Mathematics of Deep Learning: Lecture 7 – Recovering Tree Models

Transcribed by Paxton Turner (edited by Asad Lodhia, Elchanan Mossel and Matthew Brennan)

Tree Reconstruction II

We prove Claim 2 which was left over from last time.

Fix a constant \(\ell \in \mathbb{N}\). Given a \(d\)-ary tree with percolation parameter \(\lambda < 1\) which is sufficiently large, then \[ \mathbb{P}_{\lambda}\left[\text{root is in an} \, \ell-\text{diluted} \, (d^{\ell} - 1) \, \text{-ary open tree}\right] \geq 1 - \epsilon \]
Let
\[
f(p) := \mathbb{P}[\text{Bin}(d^\ell, p) \geq d^{\ell} – 1],
\]
and note that \(f\) is monotone in \(p\). We see that \(f(1) = 1\), and \(f(p) = p^{d^\ell} + d^{\ell} (1-p) p^{d^{\ell} – 1}\). Also
\[
f'(1) = d^\ell + d^\ell(d^\ell – 1 – d^\ell) = 0.
\]
Thus taking \(p^*\) sufficiently close to 1 yields that \(f(p) > p\) for all \(p^* < p < 1\).

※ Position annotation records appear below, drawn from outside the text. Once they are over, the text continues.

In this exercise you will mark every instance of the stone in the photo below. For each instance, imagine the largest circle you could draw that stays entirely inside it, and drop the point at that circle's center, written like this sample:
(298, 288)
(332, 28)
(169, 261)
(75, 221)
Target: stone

Also choose \(p^*\) to satisfy \(p^* > 1- \epsilon\). Now choose \(\lambda <1\) such that \[ q = \mathbb{P}[\text{root is connected to all} \, d^\ell \, \text{nodes in the } \, \ell \, \text{level}] \geq p^*/f(p^*). \] Now we apply a recursive argument. Let \[ p_i = \mathbb{P}[\text{root is in an} \, \ell-\text{diluted} \, (d^\ell - 1) \, \text{-ary open tree for} \, i \cdot \ell \, \text{levels}]. \] We will show by induction that \(p_r \geq p^*\) for all \(r\), which implies the lemma. Note that \(p_0 = 1\) and \[ p_{r+1} \geq q \cdot \mathbb{P}\left[\text{Bin}(d^\ell, p_r) \geq d^{\ell} - 1\right] = \frac{p^* f(p_r)}{f(p^*)} \geq p^* \] since \(f\) is monotone and \(p_r \ge p^*\) by the induction hypothesis. The lemma is proved.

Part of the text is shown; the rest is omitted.